CREATE TABLE [dbo].[studentincremental] ([id]    [INT] NULL,[name]  [VARCHAR](50) NULL,[marks] [BIGINT] NULL
)
ON [PRIMARY]

CREATE TABLE [dbo].[studentinitial] ([id]    [INT] NULL,[name]  [VARCHAR](50) NULL,[marks] [BIGINT] NULL
)
ON [PRIMARY]

go

INSERT [dbo].[studentincremental] ([id],[name],[marks])
VALUES (2,
N’BBB’,
70)

INSERT [dbo].[studentincremental] ([id],[name],[marks])
VALUES (4,
N’DDD’,
60)

INSERT [dbo].[studentinitial] ([id],[name],[marks])
VALUES (1,
N’AAA’,
20)

INSERT [dbo].[studentinitial] ([id],[name],[marks])
VALUES (2,
N’BBB’,
50)

INSERT [dbo].[studentinitial] ([id],[name],[marks])
VALUES (3,
N’CCC’,
85)

 

The Solution:

Do note that this is just one way of doing this, there are many other possibilities but the one listed here is probably one of the fastest to implement and modify on-demand.

Step 1

First of all you need to add a Dataflow task. Data Flow task contains the data flow engine that loads data between sources and destinations, and provides the functionality for transforming, summarize, cleaning, and modifying data as it is moved.

Step 2

Create two OLE DB Sources for Initial and incremental tables in data flow panel.

Step 3

Add a Sort task for each Source task, and sort by the ID column.

The Sort task is required because Merge Join transform requires sorted sources as input. Otherwise you can use an ORDER BY clause in data selection statement.

 

Step 4

Drag and drop a Merge Join transformation, connect two sorted OLE DB Sources to this. Set Initial Table as left and incremental Table as right input of this transformation.

Step 5

Go to Merge Join transformation editor, ID will be used as joining column (selected based on sort properties of previous components). Note that if you don’t sort input columns of the merge join transformation then you cannot get into the editor of this transformation and you face the error regarding sorting of inputs.

Select all columns from Source and Destination tables in the merge join transform.

Step 6

Add a Conditional Split transformation and write two expressions below to find out new records, and update records. Also rename default outputs like inset and update as screenshot below shows.

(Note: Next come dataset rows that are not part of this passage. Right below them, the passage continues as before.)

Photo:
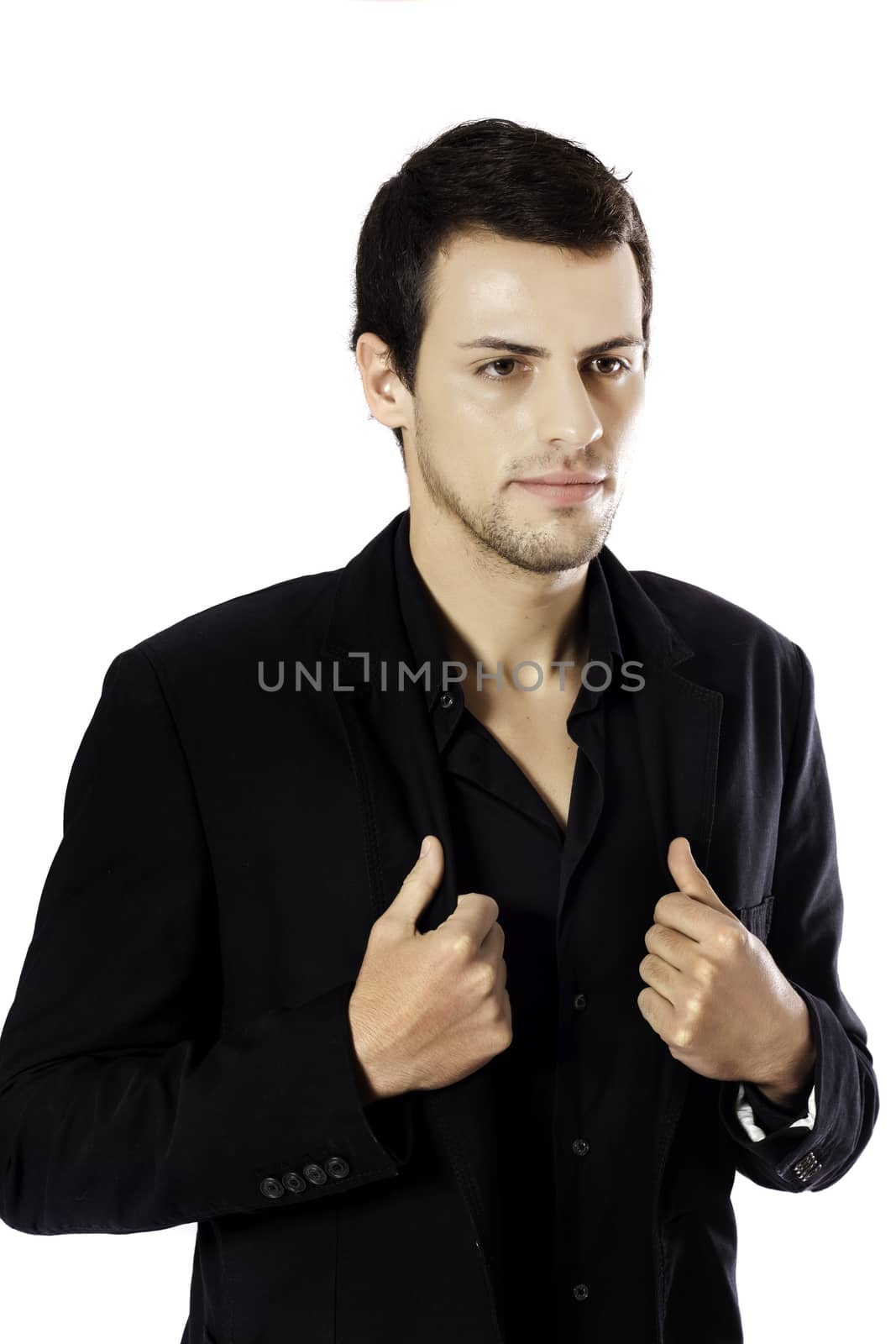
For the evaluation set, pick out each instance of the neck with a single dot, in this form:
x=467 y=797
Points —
x=493 y=612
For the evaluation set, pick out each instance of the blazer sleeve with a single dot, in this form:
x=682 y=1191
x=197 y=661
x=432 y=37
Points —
x=804 y=940
x=123 y=1105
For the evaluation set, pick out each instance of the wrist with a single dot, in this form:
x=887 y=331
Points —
x=372 y=1079
x=790 y=1082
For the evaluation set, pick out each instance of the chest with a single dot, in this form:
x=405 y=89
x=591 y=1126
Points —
x=535 y=737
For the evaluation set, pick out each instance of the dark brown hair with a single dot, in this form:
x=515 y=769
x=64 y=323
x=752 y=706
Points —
x=516 y=181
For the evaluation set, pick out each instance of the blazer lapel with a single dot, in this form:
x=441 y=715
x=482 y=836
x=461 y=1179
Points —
x=679 y=726
x=398 y=774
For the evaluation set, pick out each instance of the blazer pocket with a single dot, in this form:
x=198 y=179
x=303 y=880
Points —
x=757 y=918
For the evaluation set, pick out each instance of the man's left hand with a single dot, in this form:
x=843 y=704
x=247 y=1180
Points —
x=715 y=994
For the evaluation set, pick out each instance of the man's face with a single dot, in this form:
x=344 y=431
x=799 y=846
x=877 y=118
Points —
x=485 y=417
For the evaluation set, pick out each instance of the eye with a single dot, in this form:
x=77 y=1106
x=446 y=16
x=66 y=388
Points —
x=600 y=360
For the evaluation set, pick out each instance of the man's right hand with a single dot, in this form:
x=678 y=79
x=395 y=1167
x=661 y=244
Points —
x=429 y=1008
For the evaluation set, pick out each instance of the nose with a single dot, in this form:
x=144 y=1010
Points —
x=567 y=414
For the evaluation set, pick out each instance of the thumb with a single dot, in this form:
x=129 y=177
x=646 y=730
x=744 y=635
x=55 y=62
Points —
x=419 y=886
x=688 y=877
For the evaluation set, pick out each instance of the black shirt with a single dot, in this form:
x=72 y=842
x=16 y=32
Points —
x=577 y=1089
x=577 y=1086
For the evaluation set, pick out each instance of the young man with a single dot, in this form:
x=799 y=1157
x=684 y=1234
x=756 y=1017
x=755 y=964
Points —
x=500 y=1090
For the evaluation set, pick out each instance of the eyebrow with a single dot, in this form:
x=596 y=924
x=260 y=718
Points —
x=540 y=353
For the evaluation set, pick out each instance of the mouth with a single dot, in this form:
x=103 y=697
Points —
x=563 y=490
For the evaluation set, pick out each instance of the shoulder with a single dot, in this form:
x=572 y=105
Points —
x=720 y=631
x=288 y=616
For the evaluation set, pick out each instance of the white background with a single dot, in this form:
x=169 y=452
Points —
x=181 y=421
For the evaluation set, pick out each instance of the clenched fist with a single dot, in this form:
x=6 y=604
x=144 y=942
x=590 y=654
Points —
x=429 y=1008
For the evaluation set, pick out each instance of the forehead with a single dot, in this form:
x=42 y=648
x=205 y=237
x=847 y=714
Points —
x=497 y=284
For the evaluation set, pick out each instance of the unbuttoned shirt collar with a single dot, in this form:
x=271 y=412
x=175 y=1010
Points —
x=427 y=645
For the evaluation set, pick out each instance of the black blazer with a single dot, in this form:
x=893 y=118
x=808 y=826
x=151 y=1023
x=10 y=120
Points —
x=179 y=1050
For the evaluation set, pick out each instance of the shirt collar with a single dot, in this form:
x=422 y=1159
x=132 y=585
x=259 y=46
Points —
x=425 y=638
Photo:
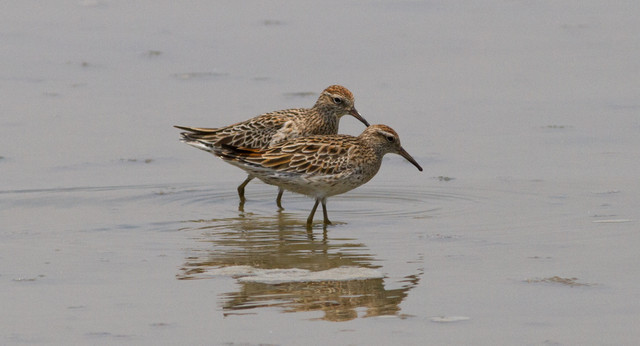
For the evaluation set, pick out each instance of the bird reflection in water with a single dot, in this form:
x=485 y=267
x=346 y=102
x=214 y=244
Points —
x=272 y=243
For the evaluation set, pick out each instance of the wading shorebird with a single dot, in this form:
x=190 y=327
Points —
x=272 y=128
x=317 y=166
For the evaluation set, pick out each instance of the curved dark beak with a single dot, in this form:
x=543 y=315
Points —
x=406 y=155
x=357 y=115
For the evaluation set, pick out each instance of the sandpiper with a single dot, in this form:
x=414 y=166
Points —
x=269 y=129
x=317 y=166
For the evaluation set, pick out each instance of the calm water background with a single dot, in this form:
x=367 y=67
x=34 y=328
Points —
x=523 y=229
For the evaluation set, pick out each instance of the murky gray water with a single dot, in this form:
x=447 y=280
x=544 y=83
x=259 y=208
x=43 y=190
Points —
x=523 y=229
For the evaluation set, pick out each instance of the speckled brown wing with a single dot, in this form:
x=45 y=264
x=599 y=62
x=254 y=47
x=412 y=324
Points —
x=254 y=133
x=318 y=155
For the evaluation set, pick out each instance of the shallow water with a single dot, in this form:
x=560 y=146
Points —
x=523 y=228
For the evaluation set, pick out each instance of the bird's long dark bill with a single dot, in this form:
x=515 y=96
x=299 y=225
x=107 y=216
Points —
x=357 y=115
x=406 y=155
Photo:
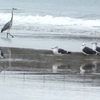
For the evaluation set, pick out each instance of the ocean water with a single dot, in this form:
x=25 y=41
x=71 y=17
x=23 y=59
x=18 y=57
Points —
x=58 y=22
x=63 y=16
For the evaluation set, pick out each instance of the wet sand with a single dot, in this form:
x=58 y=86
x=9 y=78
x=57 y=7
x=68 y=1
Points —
x=26 y=59
x=37 y=74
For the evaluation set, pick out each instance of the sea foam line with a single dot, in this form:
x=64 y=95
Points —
x=20 y=19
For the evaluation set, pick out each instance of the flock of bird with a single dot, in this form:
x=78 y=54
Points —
x=57 y=51
x=85 y=50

Expressions used in this sample are very easy and simply find record changes. For example, expression below:

ISNULL( [ID] ) && !ISNULL( [ID (1)] )

Used to find new records. And literally means records that has ID(1) but not ID since we used full outer join so returns all records when there is a match in either left (StudentInitial) or right (StudentIncremental) table records.

And this script used to find update records:

!ISNULL( [ID] ) && !ISNULL( [ID (1)] )

Step 7

Add an OLE DB Command and connect Updated RECORDS output to it. Create a connection to destination database (same as initial table), Select connection in connection manager.

And write script below to update records by input ID to sql command in component properties

UPDATE [dbo].[studentinitial] SET    [name] = ?,[marks] = ?
WHERE  [id] = ?

Then in the column mapping tab you need map parameters according to your query.

 

Step 8

Add another OLE DB Command and use ‘Insert’ output as the input data stream to it. Connect it to destination database, and write the following statement in Component Properties tab’s SQLCommand property.

INSERT INTO [dbo].[studentinitial] ([id],[name],[marks])
VALUES      (?,
?,
?)

Map input columns to parameters as screenshot below shows.

Testing the solution:

Here are data rows from source tables

After running the package, you will see records as below.

That’s it! You’re done.

Green records are new records. Yellow records are updated records

In this blog post I created a SSIS package that performs the synchronization task by performing upsert (Insert/Update) using SSIS merge join transformation.